The island of Thasos in northern Greece was colonized by the inhabitants of Paros island at the beginning of the seventh century BC, around 680 BC. Constructed during the 6th century BC, the military harbour of Thasos is in a remarkable state of preservation. The substructure has survived since antiquity and can still be seen today from the surface of the sea. Thasos was known from the beginning of the 6th century for its war fleet, as attested by Herodotus. Pliny the Elder even states that the Thasians were pioneers in nautical architecture, being the first to develop a deck on their triremes. The aim of our project is to realise an interdisciplinary publication that will bring together several specialists alongside archaeologists and architects in order to understand this Archaic-era port, a unique military harbour in the Eastern Mediterranean.
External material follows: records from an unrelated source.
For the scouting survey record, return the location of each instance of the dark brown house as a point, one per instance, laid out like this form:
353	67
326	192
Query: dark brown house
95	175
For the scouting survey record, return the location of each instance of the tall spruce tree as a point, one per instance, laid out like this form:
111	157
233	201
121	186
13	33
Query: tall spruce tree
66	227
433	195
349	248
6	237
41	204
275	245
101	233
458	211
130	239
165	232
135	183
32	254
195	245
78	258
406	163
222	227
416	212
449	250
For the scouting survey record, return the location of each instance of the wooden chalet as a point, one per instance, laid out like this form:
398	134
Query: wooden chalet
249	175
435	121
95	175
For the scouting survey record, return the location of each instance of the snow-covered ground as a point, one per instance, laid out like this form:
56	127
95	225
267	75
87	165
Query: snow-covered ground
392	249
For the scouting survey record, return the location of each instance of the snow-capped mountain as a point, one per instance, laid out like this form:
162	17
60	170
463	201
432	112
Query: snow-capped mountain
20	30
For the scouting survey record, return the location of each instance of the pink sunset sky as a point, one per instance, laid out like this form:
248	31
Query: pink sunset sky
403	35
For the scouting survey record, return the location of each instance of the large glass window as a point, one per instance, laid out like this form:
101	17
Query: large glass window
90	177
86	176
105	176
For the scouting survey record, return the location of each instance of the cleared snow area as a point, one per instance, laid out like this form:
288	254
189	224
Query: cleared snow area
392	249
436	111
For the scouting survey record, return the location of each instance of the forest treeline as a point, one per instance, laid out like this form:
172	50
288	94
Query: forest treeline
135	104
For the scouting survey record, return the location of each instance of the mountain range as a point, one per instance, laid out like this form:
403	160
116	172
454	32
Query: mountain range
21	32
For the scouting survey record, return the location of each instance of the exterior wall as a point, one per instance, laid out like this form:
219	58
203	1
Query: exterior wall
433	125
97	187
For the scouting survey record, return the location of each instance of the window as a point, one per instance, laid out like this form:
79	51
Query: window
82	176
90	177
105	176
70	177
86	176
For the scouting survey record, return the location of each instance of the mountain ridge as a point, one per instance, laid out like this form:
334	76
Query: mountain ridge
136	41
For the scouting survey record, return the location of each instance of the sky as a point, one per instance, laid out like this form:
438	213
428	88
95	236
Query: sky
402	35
A series of eight underwater excavation campaigns were conducted on the port of Thasos between 1984 and 1992 in a collaboration between the EFA and the Underwater Ephorate of the Greek Ministry of Culture. As general secretary of the EFA, an archaeologist and a qualified diver, I co-directed these excavations with Aglaia Archontidou and then Angeliki Simossi as my Greek counterparts. The architectural survey was undertaken by Anton Kozelj and Nikos Lianos. We published around a dozen scientific reports and articles in periodicals such as the International Journal of Nautical Archaeology and the Bulletin de Correspondance Hellénique as a means of presenting the gradual progress of our work and the results obtained (see attached list). The current task is to deliver a definitive publication that will be as comprehensive as possible, including, on the one hand, an architectural analysis of the port, and on the other, a study of the artefacts discovered during the excavations.
The director of the publication project is Dr. Jean-Yves Empereur.